But I'll let that slide.
A few other things I'm letting slide:
— I get why we wanted a brief return from Finn and the Life and Death Brigade, but did we need THAT MUCH of Finn and the Life and Death Brigade?
— Boy, Lorelai's brief jaunt on the Pacific Crest Trail was a reminder of why the show has rarely spent much time outside in locations beyond that block of Stars Hollow on the Warner Bros. lot. 
— Was the stuff with Emily's new all-purpose housekeeper Berta and her even-more-all-purpose family really worth it? Stop and think of how much time we spent with those characters versus ... almost anybody from the original series. Was that worth it?

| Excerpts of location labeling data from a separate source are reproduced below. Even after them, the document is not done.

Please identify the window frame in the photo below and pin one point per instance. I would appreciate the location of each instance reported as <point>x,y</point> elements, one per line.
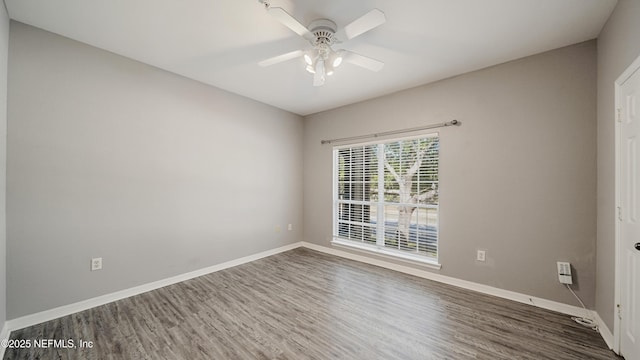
<point>377,249</point>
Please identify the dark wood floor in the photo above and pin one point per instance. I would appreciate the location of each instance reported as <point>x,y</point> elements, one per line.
<point>306,305</point>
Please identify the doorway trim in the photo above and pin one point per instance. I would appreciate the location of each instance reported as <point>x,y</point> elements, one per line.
<point>632,69</point>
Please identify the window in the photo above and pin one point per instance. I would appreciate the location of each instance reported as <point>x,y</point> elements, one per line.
<point>386,197</point>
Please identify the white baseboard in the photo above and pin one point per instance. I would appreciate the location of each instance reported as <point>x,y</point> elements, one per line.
<point>604,330</point>
<point>485,289</point>
<point>65,310</point>
<point>4,334</point>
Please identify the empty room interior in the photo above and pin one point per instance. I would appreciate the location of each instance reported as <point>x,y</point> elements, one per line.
<point>296,179</point>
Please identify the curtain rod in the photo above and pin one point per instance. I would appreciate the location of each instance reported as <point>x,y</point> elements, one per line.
<point>432,126</point>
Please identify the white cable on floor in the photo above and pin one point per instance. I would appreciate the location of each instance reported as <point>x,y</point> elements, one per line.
<point>584,321</point>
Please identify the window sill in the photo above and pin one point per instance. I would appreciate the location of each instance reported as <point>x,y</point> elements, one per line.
<point>413,259</point>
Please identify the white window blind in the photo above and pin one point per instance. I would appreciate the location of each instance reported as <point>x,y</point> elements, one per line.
<point>386,195</point>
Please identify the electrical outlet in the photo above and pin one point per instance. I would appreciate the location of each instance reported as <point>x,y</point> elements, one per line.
<point>564,273</point>
<point>96,264</point>
<point>481,255</point>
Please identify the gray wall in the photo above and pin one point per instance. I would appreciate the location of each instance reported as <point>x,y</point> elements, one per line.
<point>618,47</point>
<point>518,178</point>
<point>157,174</point>
<point>4,51</point>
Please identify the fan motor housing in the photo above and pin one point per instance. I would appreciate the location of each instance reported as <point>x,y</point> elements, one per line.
<point>323,30</point>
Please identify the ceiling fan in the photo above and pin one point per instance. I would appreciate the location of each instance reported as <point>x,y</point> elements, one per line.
<point>322,59</point>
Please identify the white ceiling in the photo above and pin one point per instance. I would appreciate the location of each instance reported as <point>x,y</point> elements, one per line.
<point>220,42</point>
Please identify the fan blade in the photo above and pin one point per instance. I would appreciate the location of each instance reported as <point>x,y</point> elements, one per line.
<point>289,21</point>
<point>366,22</point>
<point>281,58</point>
<point>363,61</point>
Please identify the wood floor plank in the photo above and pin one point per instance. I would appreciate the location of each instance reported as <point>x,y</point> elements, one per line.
<point>307,305</point>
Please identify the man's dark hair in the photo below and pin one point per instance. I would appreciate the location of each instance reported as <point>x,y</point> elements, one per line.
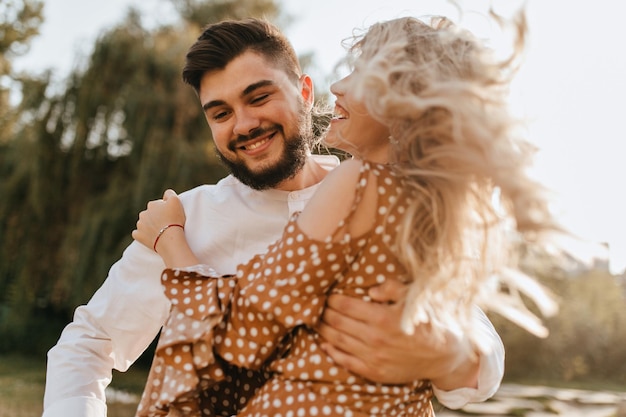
<point>222,42</point>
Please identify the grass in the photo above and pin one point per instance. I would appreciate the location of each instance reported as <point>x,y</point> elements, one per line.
<point>22,381</point>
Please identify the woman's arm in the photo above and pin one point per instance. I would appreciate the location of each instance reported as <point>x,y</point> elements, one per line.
<point>159,228</point>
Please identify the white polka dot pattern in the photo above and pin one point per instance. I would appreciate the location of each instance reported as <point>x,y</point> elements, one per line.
<point>264,318</point>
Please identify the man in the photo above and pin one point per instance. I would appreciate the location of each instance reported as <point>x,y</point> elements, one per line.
<point>260,118</point>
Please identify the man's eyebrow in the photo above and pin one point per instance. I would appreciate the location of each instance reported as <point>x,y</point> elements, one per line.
<point>259,84</point>
<point>249,89</point>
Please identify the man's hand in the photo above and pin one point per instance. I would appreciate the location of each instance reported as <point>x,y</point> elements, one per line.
<point>366,338</point>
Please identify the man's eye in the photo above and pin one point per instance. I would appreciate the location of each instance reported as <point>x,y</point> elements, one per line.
<point>220,115</point>
<point>260,98</point>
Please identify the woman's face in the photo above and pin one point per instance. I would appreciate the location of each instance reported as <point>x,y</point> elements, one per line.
<point>352,129</point>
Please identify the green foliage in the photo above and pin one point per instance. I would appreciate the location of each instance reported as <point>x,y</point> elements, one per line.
<point>19,22</point>
<point>82,163</point>
<point>587,337</point>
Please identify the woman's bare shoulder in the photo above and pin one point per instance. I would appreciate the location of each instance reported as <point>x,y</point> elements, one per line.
<point>332,201</point>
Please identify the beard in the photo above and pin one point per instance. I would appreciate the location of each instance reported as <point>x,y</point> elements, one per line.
<point>291,161</point>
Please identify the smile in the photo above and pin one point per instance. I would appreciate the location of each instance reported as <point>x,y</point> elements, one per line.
<point>255,145</point>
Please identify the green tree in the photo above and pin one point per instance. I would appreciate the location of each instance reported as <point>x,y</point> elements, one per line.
<point>85,161</point>
<point>19,22</point>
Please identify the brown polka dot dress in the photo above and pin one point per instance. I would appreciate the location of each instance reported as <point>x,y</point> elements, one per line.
<point>245,345</point>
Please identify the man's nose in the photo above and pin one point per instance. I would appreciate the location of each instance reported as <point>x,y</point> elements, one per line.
<point>245,122</point>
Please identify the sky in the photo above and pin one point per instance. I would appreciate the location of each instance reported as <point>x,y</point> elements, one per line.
<point>571,88</point>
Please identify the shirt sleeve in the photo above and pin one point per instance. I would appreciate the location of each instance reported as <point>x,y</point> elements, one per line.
<point>109,332</point>
<point>490,374</point>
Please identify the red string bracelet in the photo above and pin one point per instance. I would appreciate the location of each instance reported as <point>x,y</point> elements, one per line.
<point>163,230</point>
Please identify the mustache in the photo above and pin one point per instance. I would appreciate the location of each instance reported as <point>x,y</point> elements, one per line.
<point>259,131</point>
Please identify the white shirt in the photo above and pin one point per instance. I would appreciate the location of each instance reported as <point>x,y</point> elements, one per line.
<point>226,225</point>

— How many chortles did you get out of the celebrity chef replacements for Sookie? I'm as big a Rachael Ray fan as there is, but Ray isn't really even a celebrity chef. She cooks some, but you wouldn't go to a pop-up restaurant because you heard she was working the kitchen.
— How was there not a Kiefer Sutherland cameo near the end? Don't introduce a "Luke is friends with Kiefer Sutherland" joke if you aren't going to give me "Kiefer Sutherland arriving in Stars Hollow" joke!
I could go on, but a lot of missteps were forgiven when Carole King started playing over the closing credits.
Welcome back, Gilmore Girls
Now about that Bunheads miniseries, Amy Sherman-Palladino!